- Term I'm not familiar with but should be: "Skinny jeans". Edit: Someone sent me a pic.
- Band I'm not familiar with but apparently should be: "Kings of Leon."
- Funny show I was slow to find: "The Soup" on the E! Channel.
- I get forwarded a lot of emails which are so obviously fake that I've given up trying to convince the sender to wisen up.
- I like saying stuff in the office like "The Swine Flu can't touch me" just to watch my co-workers freak out.
- Are there baseball playoffs going on?
- How long do you think it'll be until every DVD player is Blu-Ray? Five years?
- On Wednesday night, a flash flood watch was issued for Thursday evening through Friday night. I'm not sure I've ever seen one issued that early before.
- Grace Baptist Church in Decatur installed some stained glass windows last week. (Those windows had been covered up with plywood for months.)
- Worst. Mortician. Ever.
- Local news: The Update reports that Justice of the Peace Mark Autry won't seek another term. I know another JP that needs to follow his lead.
- I've lent (I think "loaned" is incorrect) out my DVD set of the British version of The Office three times. Each time my friends have kept it for months. Each time they never watched it.
- I can't tell if Zombieland looks good or awful.
- I saw that one of my friends on Facebook posted that she went to a Dallas Mavericks preseason game the last week. Who would possibly do that?
- The new Fox 4 morning show gal needs to loosen up. Please.
- Baby Daddy Levi Johnston, last seen being exhibited at the Republican National Convention as the poster child for family values, will pose for Playgirl.

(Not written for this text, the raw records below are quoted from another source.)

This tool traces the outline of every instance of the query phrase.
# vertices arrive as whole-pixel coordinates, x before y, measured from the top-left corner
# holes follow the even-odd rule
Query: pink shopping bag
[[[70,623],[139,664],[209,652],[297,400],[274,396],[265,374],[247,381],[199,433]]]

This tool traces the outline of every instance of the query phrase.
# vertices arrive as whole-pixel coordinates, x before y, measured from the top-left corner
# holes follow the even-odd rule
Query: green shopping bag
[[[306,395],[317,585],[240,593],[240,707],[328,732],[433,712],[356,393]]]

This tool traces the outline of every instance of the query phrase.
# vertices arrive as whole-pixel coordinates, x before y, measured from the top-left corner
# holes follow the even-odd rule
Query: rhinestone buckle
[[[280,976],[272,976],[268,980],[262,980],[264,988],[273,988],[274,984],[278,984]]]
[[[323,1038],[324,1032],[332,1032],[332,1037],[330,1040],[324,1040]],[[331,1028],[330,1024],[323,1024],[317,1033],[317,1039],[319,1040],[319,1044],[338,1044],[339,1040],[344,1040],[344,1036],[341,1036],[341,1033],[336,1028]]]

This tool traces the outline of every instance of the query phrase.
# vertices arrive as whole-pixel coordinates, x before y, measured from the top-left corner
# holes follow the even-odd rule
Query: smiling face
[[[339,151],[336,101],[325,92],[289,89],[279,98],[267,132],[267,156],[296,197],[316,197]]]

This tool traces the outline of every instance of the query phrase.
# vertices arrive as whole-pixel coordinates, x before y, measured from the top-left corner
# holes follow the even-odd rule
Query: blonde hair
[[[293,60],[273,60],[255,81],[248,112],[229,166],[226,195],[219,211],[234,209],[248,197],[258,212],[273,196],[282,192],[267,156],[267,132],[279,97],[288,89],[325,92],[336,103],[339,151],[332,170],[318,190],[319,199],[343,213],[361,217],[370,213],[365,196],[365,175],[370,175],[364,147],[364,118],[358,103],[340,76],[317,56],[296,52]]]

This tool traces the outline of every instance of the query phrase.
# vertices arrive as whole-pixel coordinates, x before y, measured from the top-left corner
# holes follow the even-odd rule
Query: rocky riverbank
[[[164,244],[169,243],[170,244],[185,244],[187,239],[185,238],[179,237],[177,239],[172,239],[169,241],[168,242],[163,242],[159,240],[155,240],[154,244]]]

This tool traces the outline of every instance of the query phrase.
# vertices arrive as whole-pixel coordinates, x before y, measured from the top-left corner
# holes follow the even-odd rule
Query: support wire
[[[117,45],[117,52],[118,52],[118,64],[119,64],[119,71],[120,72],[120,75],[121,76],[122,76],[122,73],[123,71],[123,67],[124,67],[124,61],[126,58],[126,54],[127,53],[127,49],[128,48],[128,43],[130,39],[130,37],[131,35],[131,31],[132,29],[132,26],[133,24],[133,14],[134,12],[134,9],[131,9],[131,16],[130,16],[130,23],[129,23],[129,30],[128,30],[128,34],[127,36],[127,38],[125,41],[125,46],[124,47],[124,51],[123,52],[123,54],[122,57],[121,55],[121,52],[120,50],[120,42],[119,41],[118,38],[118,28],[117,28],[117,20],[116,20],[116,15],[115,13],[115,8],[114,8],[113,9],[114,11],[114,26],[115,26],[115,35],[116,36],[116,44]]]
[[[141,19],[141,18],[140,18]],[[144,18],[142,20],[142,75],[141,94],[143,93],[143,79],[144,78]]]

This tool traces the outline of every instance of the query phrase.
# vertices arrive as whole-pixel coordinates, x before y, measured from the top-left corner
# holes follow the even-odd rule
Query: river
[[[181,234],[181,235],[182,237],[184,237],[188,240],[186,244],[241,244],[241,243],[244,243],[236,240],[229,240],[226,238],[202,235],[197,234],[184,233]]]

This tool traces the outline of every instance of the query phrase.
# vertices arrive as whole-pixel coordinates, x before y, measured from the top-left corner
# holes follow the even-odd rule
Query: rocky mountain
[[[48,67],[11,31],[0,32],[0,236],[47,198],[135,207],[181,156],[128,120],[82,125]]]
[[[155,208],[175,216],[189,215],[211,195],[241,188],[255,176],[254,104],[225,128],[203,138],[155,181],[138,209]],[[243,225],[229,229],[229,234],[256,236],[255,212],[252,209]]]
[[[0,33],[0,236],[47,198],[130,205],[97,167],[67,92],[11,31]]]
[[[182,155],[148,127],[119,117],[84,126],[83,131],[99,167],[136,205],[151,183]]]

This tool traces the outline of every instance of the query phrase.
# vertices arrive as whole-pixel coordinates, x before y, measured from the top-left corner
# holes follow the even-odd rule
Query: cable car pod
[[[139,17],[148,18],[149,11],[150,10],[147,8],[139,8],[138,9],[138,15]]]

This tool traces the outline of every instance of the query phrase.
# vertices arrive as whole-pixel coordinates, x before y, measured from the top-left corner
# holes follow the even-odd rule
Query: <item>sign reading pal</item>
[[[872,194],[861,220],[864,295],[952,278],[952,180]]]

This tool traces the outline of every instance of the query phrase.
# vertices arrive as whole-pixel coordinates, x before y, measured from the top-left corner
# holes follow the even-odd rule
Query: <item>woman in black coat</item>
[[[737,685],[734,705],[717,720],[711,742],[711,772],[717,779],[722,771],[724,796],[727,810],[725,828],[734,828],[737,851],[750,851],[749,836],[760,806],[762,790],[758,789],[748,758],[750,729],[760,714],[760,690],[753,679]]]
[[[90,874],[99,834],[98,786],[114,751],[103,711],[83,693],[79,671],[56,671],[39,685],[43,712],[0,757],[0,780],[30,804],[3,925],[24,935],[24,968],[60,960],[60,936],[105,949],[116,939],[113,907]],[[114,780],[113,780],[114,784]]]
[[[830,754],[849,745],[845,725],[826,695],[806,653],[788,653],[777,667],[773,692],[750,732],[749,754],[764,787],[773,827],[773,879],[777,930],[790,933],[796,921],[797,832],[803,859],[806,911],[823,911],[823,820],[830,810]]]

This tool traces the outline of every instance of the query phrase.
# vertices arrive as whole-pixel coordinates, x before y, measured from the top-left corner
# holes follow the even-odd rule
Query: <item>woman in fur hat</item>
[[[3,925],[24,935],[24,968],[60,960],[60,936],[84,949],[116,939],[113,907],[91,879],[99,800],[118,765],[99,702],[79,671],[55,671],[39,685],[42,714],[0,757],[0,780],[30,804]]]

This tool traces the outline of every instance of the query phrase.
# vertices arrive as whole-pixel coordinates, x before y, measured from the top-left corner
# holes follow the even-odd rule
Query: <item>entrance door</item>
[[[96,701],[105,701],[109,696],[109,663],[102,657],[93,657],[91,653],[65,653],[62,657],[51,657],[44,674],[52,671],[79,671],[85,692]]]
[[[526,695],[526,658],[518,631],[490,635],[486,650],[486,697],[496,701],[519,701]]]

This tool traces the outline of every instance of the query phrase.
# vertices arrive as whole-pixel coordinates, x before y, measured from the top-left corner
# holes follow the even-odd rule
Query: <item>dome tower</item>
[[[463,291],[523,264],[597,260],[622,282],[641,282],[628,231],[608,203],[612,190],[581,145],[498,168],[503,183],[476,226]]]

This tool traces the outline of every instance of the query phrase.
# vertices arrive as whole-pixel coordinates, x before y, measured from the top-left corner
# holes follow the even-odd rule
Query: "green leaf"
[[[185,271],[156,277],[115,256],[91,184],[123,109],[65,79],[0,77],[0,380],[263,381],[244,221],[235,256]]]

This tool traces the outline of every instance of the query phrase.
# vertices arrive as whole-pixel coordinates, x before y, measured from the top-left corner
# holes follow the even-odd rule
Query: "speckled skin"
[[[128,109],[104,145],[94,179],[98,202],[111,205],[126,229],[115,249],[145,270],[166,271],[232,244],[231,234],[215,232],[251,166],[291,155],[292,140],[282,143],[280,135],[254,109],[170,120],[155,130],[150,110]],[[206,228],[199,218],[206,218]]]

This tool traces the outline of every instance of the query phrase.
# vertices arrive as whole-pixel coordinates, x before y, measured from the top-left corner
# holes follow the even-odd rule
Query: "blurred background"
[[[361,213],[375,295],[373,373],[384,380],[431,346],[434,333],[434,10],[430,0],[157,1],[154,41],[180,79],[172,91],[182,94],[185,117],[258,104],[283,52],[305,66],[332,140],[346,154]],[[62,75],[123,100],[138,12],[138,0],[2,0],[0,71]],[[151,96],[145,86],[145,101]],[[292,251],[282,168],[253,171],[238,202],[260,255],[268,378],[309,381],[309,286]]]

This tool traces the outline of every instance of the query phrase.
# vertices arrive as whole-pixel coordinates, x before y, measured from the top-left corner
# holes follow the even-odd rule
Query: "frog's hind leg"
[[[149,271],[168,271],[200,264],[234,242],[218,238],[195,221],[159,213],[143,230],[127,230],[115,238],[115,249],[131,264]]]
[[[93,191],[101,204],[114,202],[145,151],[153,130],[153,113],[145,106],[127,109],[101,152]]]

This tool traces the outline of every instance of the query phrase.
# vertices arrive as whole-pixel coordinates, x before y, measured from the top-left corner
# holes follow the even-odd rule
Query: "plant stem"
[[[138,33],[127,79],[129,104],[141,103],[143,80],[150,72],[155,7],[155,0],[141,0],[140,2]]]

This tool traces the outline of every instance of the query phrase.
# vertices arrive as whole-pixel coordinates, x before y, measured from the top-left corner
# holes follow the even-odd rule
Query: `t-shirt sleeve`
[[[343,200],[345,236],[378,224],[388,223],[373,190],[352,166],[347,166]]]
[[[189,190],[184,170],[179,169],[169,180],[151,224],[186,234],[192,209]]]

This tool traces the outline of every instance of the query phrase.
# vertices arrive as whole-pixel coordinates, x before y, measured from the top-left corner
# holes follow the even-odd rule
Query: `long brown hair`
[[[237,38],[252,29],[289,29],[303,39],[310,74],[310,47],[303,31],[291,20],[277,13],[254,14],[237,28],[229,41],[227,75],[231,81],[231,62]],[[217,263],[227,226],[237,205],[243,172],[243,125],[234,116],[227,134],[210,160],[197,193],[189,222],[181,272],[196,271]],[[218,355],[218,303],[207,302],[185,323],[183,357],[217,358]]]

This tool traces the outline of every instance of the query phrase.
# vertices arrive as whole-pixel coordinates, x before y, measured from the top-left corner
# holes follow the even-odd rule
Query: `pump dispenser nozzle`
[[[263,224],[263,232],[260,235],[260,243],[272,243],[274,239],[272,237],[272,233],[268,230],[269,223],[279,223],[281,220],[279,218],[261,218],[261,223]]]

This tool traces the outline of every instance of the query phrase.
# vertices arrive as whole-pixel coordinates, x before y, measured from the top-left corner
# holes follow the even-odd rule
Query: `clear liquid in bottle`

- Incredibly obscure song that I like: ELO's "Mr. Blue Sky."
- Yesterday's Viral Video: I only watched a couple minutes of it, but it was pretty amazing to see Jennifer Aniston and Matthew Perry in an infomercial promoting Windows 95. Yep, Windows 95.
- That awful looking 2012 movie is directed by the same guy that directed Independence Day. Now it all makes sense.